6. The process of claim 5 including the step of generating a delayed audio signal corresponding to a time-delayed version of one of the first and second audio signals.

7. The process of claim 6 wherein the step of generating the delayed audio signal includes the step of deriving the delayed audio signal from the first statistic representing the direction of arrival estimate.

8. The process of claim 7 including the further steps of: wherein the delayed audio signal is derived from the first statistic representing the direction of arrival estimate only when the maximum normalized cross-correlation of the first and second audio signals is above the maximum normalized cross-correlation threshold.

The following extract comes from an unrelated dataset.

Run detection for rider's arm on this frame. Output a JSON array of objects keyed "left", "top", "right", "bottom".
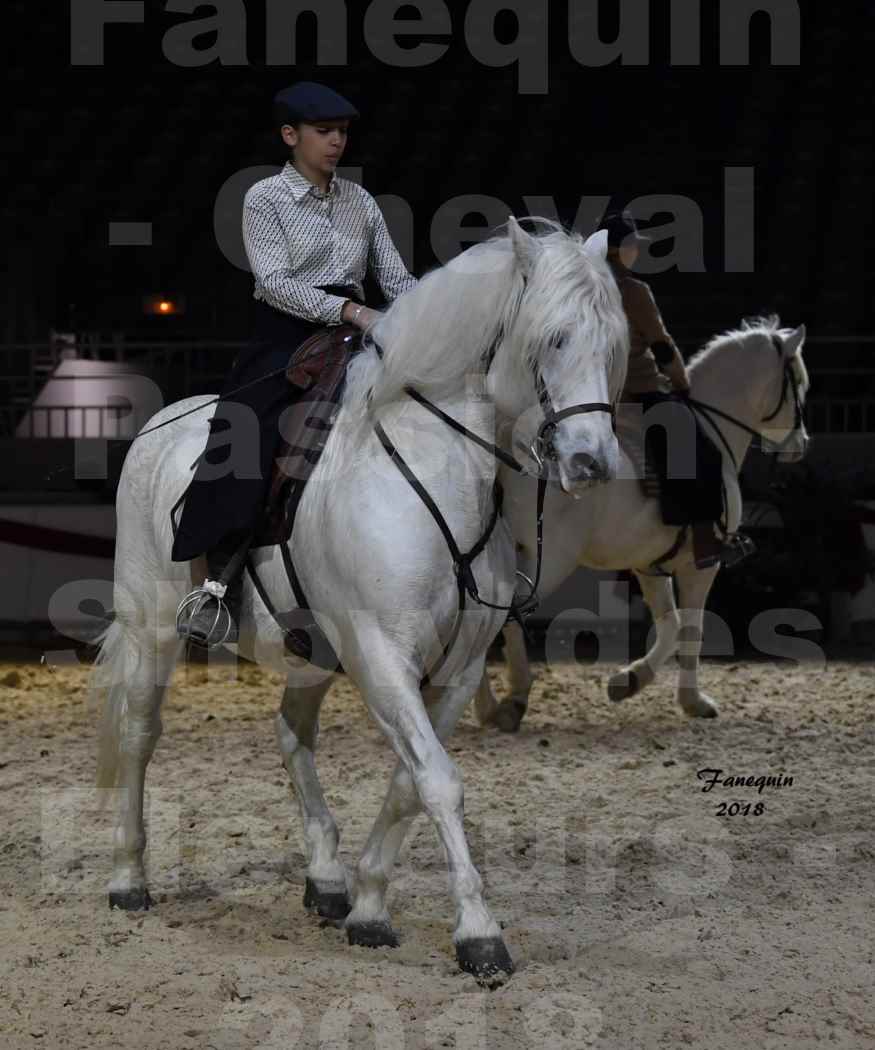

a) providing a maximum normalized cross-correlation of the first and second audio signals, and

b) comparing the maximum normalized cross-correlation with a maximum normalized cross-correlation threshold;

9. A telephone comprising in combination:

a) a first microphone for receiving a first audio signal, the first microphone being a near-field microphone,

b) a second microphone for receiving a second audio signal,

c) an audio signal processor circuit for processing the first and second audio signals, the audio signal processor circuit being coupled to said first and second microphones, said audio signal processor circuit processing said first and second audio signals, in part, by: i) providing a maximum normalized cross-correlation of the first and second audio signals, ii) comparing the maximum normalized cross-correlation with a maximum normalized cross-correlation threshold; and iii) providing an indication of the presence of near-field sounds in accordance with the said comparison,

d) the audio signal processor circuit also provides a far field directional gain signal by: subtracting the first audio signal from the second audio signal to create a first difference signal; subtracting the first difference signal from the second audio signal to produce a second difference signal; and providing the second difference signal as the far field directional gain signal

e) the audio signal processor circuit compares the far field directional gain signal with a far field directional gain threshold;

f) the audio signal processor circuit being responsive to the indication of the presence of near-field sounds for controlling operation of at least one of noise reduction and speech enhancement; and

g) the audio signal processor circuit providing at least one of noise reduction and speech enhancement.

10. A telephone comprising in combination:

a) a first microphone for receiving a first audio signal, the first microphone being a near-field microphone,

b) a second microphone for receiving a second audio signal,

c) an audio signal processor circuit for processing the first and second audio signals, the audio signal processor circuit being coupled to said first and second microphones, said audio signal processor circuit processing said first and second audio signals, in part, by: i) providing a maximum normalized cross-correlation of the first and second audio signals, ii) comparing the maximum normalized cross-correlation with a maximum normalized cross-correlation threshold; and iii) providing an indication of the presence of near-field sounds in accordance with said comparison,

d) the audio signal processor circuit also providing at least one of noise reduction and speech enhancement, and

e) the audio signal processor circuit being responsive to the indication of the presence of near-field sounds for controlling operation of at least one of noise reduction and speech enhancement;

f) the audio signal processor circuit also provides a diffuse field gain signal by: adding the first audio signal to the second audio signal to create a summed signal; subtracting the summed signal from the second audio signal to create a difference signal; and providing the difference signal as the diffuse field gain signal; and

g) the audio signal processor circuit compares the diffuse field gain signal with a diffuse field gain threshold.